The religious and the secular are often at odds with each other. I've heard both sides argue their positions many times and, unfortunately, those arguments often focus on ridiculing opposing beliefs. Religiously devout Christians insist that we must be Born Again. We must accept Jesus Christ as our personal Lord and Savior. Only in this way can our souls be saved. Any other path leads to eternal damnation, with much weeping and gnashing of teeth. The secular sometimes deride the religiously devout as mindless simpletons who have been brainwashed by superstition. "I refuse to believe in that for which there is no evidence," they declare.
Where do I stand? I don't know. I'm not a very good Roman Catholic, and I question many of the beliefs of the faith in which I was raised, yet I'm prepared to allow that there may be forces in the universe of which we humans know nothing. Just because I can't perceive something, doesn't mean that it doesn't exist. If I were deaf, I could hear no sounds, yet the sound waves would still be there for those with the ability to perceive them. In that sense, I am neither an atheist nor an agnostic.
I don't believe that any one religion has a monopoly on truth. I think that they share many common ideas and that, in the end, they all strive for the same fundamental goal; the promotion of good over evil; but they waste too much time and energy bickering about the details.
I believe that good makes more sense than evil, because good leads to harmony whereas evil leads to chaos; therefore it is incumbent upon each of us to try to improve this world in any way that we can.
I don't know what, if anything, lies beyond death, but I believe it will take care of itself as long as I stay true to myself and my beliefs. If there's nothing beyond death, then I will neither know nor care after I die. If there is more, then I will discover it with the same fascination with which I've discovered this world since being born into it.

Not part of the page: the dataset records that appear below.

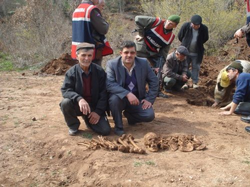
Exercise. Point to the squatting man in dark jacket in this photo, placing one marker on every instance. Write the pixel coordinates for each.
(154, 40)
(127, 76)
(84, 93)
(175, 71)
(241, 98)
(193, 35)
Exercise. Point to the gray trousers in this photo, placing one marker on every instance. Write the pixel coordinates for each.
(171, 83)
(134, 114)
(71, 111)
(243, 108)
(195, 66)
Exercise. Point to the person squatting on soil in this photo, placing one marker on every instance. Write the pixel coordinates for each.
(175, 71)
(154, 40)
(241, 98)
(84, 93)
(193, 35)
(224, 87)
(127, 77)
(89, 26)
(243, 31)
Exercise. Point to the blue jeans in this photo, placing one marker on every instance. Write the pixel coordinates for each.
(171, 83)
(70, 112)
(134, 113)
(195, 66)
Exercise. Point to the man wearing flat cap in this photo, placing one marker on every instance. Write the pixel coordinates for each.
(224, 88)
(154, 40)
(193, 35)
(84, 93)
(175, 71)
(241, 98)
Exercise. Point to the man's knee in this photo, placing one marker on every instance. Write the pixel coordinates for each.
(105, 131)
(150, 117)
(114, 101)
(169, 82)
(66, 105)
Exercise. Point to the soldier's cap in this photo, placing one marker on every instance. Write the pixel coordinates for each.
(196, 19)
(182, 50)
(85, 45)
(235, 65)
(224, 81)
(174, 18)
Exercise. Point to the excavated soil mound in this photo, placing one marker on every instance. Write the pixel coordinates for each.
(210, 67)
(59, 66)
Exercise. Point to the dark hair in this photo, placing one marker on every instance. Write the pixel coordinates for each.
(127, 44)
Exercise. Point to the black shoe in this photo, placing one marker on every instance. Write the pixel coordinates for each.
(119, 131)
(247, 128)
(160, 94)
(72, 132)
(127, 116)
(245, 119)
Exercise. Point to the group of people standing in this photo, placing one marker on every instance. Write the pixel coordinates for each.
(133, 80)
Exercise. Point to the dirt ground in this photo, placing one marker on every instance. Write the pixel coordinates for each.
(36, 149)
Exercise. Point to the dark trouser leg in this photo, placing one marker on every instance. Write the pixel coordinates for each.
(243, 108)
(136, 114)
(102, 127)
(178, 85)
(71, 111)
(193, 61)
(116, 106)
(168, 83)
(70, 114)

So, getting back to my original question, why was I in church last Sunday? Because I need to feed my spirituality somehow and, for all of its imperfections, the faith in which I was raised still accomplishes that. Once in a while, I still find ideas there that are worth meditating upon.
If I some day find myself standing in judgement before God, I will not say "I believed", nor will I say "I disbelieved". I will say "I didn't know, but I did the best I could with what I was given, and I tried to treat others the way I would want to be treated, most of the time, anyway." I don't think I would much care for a God that would condemn me for that.